As part of the 90.5 WKHS(FM) broadcast track, its K3ARS station was used during the ARRL's school club roundup day

Maryland’s Kent County High School used its newly minted K3ARS amateur radio station to work 40 stations on the ARRL’s school club roundup day.

We reported in January on the ham station’s rollout as part of our feature on 90.5 WKHS(FM), the Class B1 FM station operated by the school.

On Feb. 10, Chris Singleton, the station manager at WKHS, said his students operated two HF stations. Forty contacts were made from Minn., Pa., Fla., Va., Ga., Ind., S.C., N.C., Ark., and Mich. Globally, he said there were two Canadian contacts made and one each from Spain and Italy.

Singleton said sophomore and first-year broadcasting student Susannah “Sukie” Tilghman, pictured below operating the station’s ICOM IC-756ProIII transceiver, has committed to pursuing her technician class license this academic semester. 

(L-R) Manassanan Tanjapatkul (exchange student from Thailand), Ava Pannett, Amiliyan Wilson and Operating an Icom IC-756ProIII HF transceiver, Susannah Tilghman.
(L-R) On Feb. 10, Kent County High School sophomore students Manassanan Tanjapatkul, an exchange student from Thailand, Ava Pannett and Amiliyan Wilson pose as student Susannah Tilghman operates the HF station.

Singleton (KE3MC) is a longtime member of the Kent County Amateur Radio Society and worked with the club to establish the station at the high school last year. 

K3ARS deployed a Mosley TA-32-JR Triband HF Beam and a four element 6-Meter beam, mounted on a portable crank up tower with a 8kW Generator.
K3ARS used a Mosley TA-32-JR Triband HF Beam and a four element 6-meter beam, mounted on a portable crank-up tower with a generator with Singleton pictured bottom-right.

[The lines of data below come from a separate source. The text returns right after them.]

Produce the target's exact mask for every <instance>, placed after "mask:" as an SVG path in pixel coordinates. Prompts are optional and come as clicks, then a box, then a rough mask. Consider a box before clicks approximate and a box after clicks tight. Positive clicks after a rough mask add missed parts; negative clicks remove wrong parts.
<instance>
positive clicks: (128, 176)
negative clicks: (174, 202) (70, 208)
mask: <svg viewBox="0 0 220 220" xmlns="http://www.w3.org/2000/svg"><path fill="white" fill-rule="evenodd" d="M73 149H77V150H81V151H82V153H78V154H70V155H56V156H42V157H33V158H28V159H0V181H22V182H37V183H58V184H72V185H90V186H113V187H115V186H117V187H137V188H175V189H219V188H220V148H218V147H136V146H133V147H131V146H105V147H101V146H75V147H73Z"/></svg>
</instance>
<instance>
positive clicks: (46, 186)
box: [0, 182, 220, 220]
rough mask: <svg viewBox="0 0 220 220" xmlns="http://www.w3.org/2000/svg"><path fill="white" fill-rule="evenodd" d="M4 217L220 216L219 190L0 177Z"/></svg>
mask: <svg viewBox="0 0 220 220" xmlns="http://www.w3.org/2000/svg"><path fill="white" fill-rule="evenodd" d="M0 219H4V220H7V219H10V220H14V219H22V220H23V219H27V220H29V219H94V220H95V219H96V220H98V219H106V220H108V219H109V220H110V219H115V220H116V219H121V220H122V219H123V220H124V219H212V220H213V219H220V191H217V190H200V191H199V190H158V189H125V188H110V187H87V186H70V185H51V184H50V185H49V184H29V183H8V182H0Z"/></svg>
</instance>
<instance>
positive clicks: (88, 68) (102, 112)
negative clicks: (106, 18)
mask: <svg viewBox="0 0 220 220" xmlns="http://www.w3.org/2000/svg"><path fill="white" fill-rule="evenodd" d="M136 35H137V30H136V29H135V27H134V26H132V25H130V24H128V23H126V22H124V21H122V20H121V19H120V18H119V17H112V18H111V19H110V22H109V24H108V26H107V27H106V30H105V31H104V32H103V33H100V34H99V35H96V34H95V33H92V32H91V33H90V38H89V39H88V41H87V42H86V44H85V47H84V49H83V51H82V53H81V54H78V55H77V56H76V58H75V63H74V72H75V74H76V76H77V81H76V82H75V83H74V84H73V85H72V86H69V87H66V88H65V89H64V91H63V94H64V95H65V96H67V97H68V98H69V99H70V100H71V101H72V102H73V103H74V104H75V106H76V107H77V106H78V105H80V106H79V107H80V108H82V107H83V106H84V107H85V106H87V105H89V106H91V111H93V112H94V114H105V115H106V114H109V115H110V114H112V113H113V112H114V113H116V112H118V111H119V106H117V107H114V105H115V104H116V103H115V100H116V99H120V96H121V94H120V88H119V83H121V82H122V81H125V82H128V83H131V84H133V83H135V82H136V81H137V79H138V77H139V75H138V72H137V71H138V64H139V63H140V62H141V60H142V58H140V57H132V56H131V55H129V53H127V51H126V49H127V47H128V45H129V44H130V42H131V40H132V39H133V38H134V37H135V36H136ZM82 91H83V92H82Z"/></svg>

K3ARS also commandeered a 6-meter station during school club roundup day but in the midst of winter, that band was quiet. 

Singleton said it is part of his overall mission to introduce the technical side of the medium to his broadcast track students at KCHS. He said the station is in the process of raising funds to purchase its own HF beam antenna system.

“We have six students committed to taking classes to get their technician license and we’ll begin those very soon,” Singleton said.

 (L-R) Aidan Maxey, Chris Cote (Pres, Kent Amateur Radio Society) and Jordana Capp
(L-R) Kent County High School Students Aidan Maxey and Jordana Capp with Chris Cote, Kent County Amateur Radio Society president, who is holding the canvas for K3ARS’ winter field day participation.

The station also participated in the winter field day training exercise on Jan. 25. The Kent County Amateur Radio Society awarded the students a canvas print for their participation, acknowledging the HF stations contacted from the KARS emergency communication trailer, EMCOMM1, which was deployed at the school. Local newspaper outlet the Kent County News also covered the activities that day.